Journalist sexually assaulted at Tahrir celebration

By IANS
Wednesday, February 16, 2011

WASHINGTON - A journalist working for CBS News “suffered a brutal and sexual assault” when she was covering the celebration at Cairo’s Tahrir Square Feb 11, the day when Egypt’s president Hosni Mubarak stepped down.

The correspondent was covering the jubilation in Tahrir Square for a story when she and her team was surrounded “by a dangerous element amidst the celebration”, CBS News said Wednesday.

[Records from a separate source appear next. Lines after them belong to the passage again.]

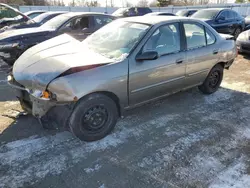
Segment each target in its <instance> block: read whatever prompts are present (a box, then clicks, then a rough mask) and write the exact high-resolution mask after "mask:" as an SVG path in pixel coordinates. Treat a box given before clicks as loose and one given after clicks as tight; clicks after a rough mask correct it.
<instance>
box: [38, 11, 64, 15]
mask: <svg viewBox="0 0 250 188" xmlns="http://www.w3.org/2000/svg"><path fill="white" fill-rule="evenodd" d="M67 12H68V11H49V12H44V13H43V15H52V14H58V13H59V14H60V13H67Z"/></svg>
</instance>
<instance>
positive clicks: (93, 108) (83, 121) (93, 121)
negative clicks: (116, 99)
mask: <svg viewBox="0 0 250 188" xmlns="http://www.w3.org/2000/svg"><path fill="white" fill-rule="evenodd" d="M107 120H108V111H107V109H106V108H104V106H101V105H97V106H94V107H91V108H89V109H88V110H87V111H86V112H85V113H84V114H83V116H82V120H81V129H82V131H89V132H99V131H101V130H102V129H103V128H104V127H105V124H106V122H107Z"/></svg>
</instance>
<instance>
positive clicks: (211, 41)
mask: <svg viewBox="0 0 250 188" xmlns="http://www.w3.org/2000/svg"><path fill="white" fill-rule="evenodd" d="M206 37H207V45H210V44H214V43H215V36H214V34H213V33H212V32H211V31H210V30H209V29H207V28H206Z"/></svg>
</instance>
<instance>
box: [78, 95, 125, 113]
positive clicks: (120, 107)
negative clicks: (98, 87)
mask: <svg viewBox="0 0 250 188" xmlns="http://www.w3.org/2000/svg"><path fill="white" fill-rule="evenodd" d="M93 94H102V95H105V96H107V97H109V98H111V99H112V100H113V101H114V102H115V104H116V107H117V109H118V114H119V116H120V117H121V116H122V115H123V111H124V110H123V108H122V105H121V102H120V99H119V97H118V96H117V95H116V94H115V93H113V92H110V91H95V92H92V93H88V94H87V95H84V96H82V97H81V98H80V99H79V100H78V101H80V100H81V99H83V98H85V97H88V96H89V95H93Z"/></svg>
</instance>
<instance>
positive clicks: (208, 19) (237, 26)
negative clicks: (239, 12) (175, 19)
mask: <svg viewBox="0 0 250 188" xmlns="http://www.w3.org/2000/svg"><path fill="white" fill-rule="evenodd" d="M191 17H192V18H196V19H200V20H202V21H205V22H207V23H208V24H209V25H211V26H212V27H213V28H214V29H215V30H216V31H217V32H219V33H225V34H230V35H233V36H234V37H235V39H236V38H237V37H238V35H239V34H240V33H241V32H242V31H243V30H244V28H245V20H244V18H243V17H242V16H241V15H239V14H238V13H237V12H235V11H234V10H231V9H224V8H210V9H203V10H199V11H197V12H196V13H195V14H193V15H192V16H191Z"/></svg>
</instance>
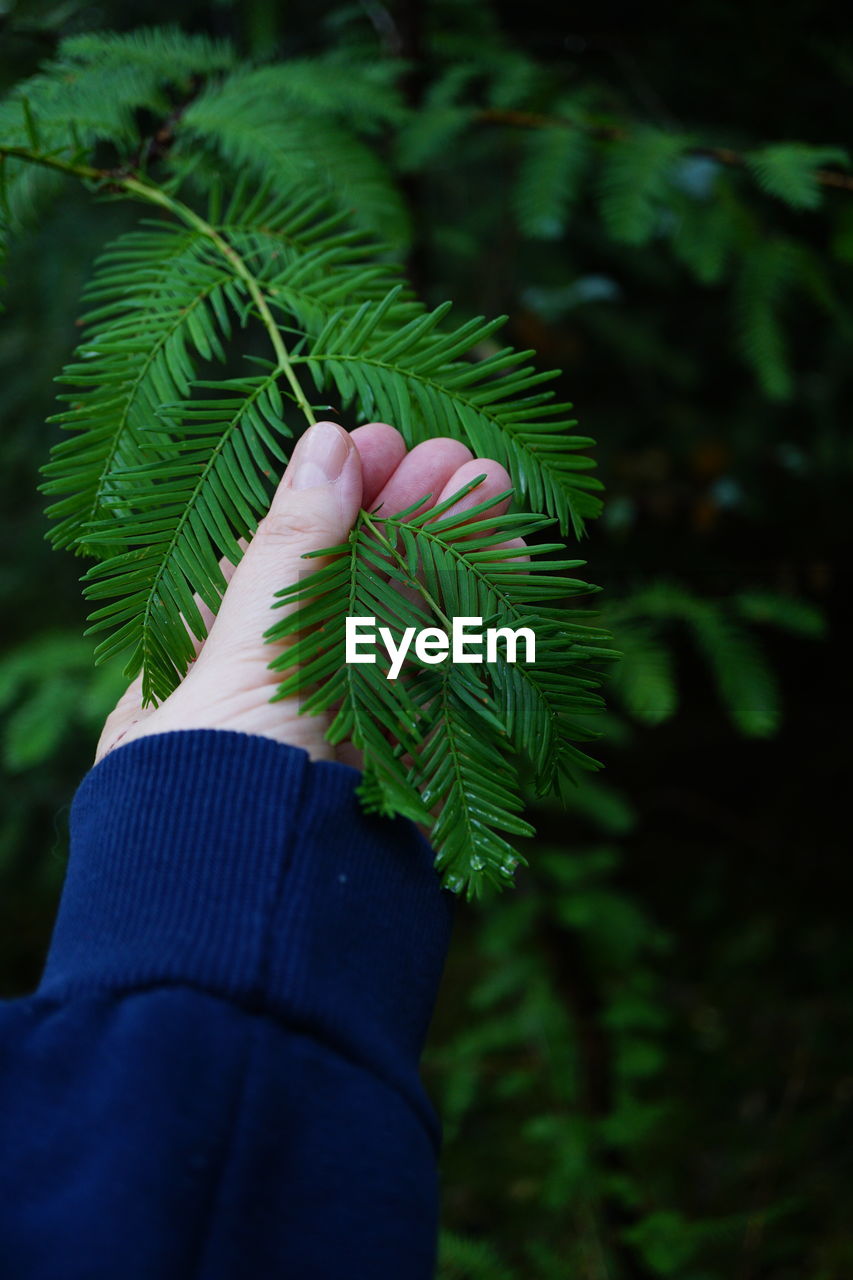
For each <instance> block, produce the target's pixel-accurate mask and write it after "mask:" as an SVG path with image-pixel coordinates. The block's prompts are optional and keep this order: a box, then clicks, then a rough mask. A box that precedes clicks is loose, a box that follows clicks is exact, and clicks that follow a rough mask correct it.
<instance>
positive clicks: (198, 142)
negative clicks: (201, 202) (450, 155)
mask: <svg viewBox="0 0 853 1280" xmlns="http://www.w3.org/2000/svg"><path fill="white" fill-rule="evenodd" d="M289 72H291V64H288V63H282V64H275V65H273V67H264V68H259V69H241V70H238V72H236V73H234V74H232V76H231V77H228V78H227V79H224V81H223V82H220V83H211V84H209V86H207V87H206V90H205V91H204V92H202V93H200V95H199V97H196V100H195V101H193V102H191V104H190V106H188V108H187V110H186V113H184V115H183V118H182V122H181V140H179V142H178V146H177V148H175V150H177V154H178V156H181V155H186V152H187V148H193V147H197V146H199V143H200V142H201V143H204V145H206V146H213V147H214V148H215V150H216V151H218V152H219V154H220V155H222V156H223V157H224V159H225V161H227V163H228V164H229V165H231V166H232V168H233V169H234V172H243V170H248V172H251V173H252V174H255V175H256V178H257V180H259V182H261V183H264V184H266V186H269V187H270V188H273V189H274V191H277V192H279V193H282V195H291V196H292V195H293V193H295V192H298V191H301V189H305V186H306V183H307V184H310V186H311V187H313V188H314V189H318V191H323V192H325V193H327V195H328V196H329V197H332V198H333V200H334V201H336V202H337V205H338V207H339V209H345V210H347V212H348V214H350V215H351V216H352V218H353V219H355V220H356V221H357V223H360V224H361V225H362V227H365V228H368V229H370V230H371V232H374V233H375V234H378V236H379V238H380V239H383V241H386V242H388V243H391V244H393V246H394V247H402V246H405V244H406V243H407V241H409V216H407V212H406V210H405V206H403V204H402V200H401V196H400V193H398V191H397V188H396V186H394V184H393V182H391V179H389V177H388V173H387V169H386V166H384V165H383V164H382V161H380V159H379V156H378V155H377V154H375V152H374V151H373V150H371V148H370V147H369V146H368V145H366V143H365V142H362V141H361V138H360V137H359V134H357V133H356V132H353V129H352V128H351V127H350V124H347V123H345V120H343V119H342V118H339V116H341V113H339V111H338V110H337V108H336V109H334V111H332V109H329V110H319V109H318V105H316V104H318V101H319V99H318V95H316V93H315V95H314V97H313V99H311V96H310V95H307V93H306V87H307V86H306V76H305V74H304V68H302V67H301V65H300V64H298V63H297V64H296V67H295V73H293V77H291V74H289ZM352 74H353V77H355V72H353V73H352ZM337 84H338V87H339V88H342V92H343V96H345V100H346V88H343V87H342V82H337ZM329 99H330V101H334V102H338V101H339V100H338V99H334V97H333V96H332V95H329Z"/></svg>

It was described as a mob of more than 200 people whipped into frenzy.

“In the crush of the mob, she was separated from her crew. She was surrounded and suffered a brutal and sustained sexual assault and beating before being saved by a group of women and an estimated 20 Egyptian soldiers,” the media report said.

The correspondent then managed to get in touch with her team, went back to the hotel and caught the first flight to the US the next morning.

She is now recovering in the hospital.

Mubarak was forced out of office after ruling Egypt for nearly 30 years following mass protests. The protests began at Tahrir Square Jan 25 and soon tens of thousands of protesters took to the streets in capital Cairo and in other parts of the country. Tahrir square in downtown Cairo had become the epicentre of the protests with demonstrators refusing to leave till Mubarak, 82, left.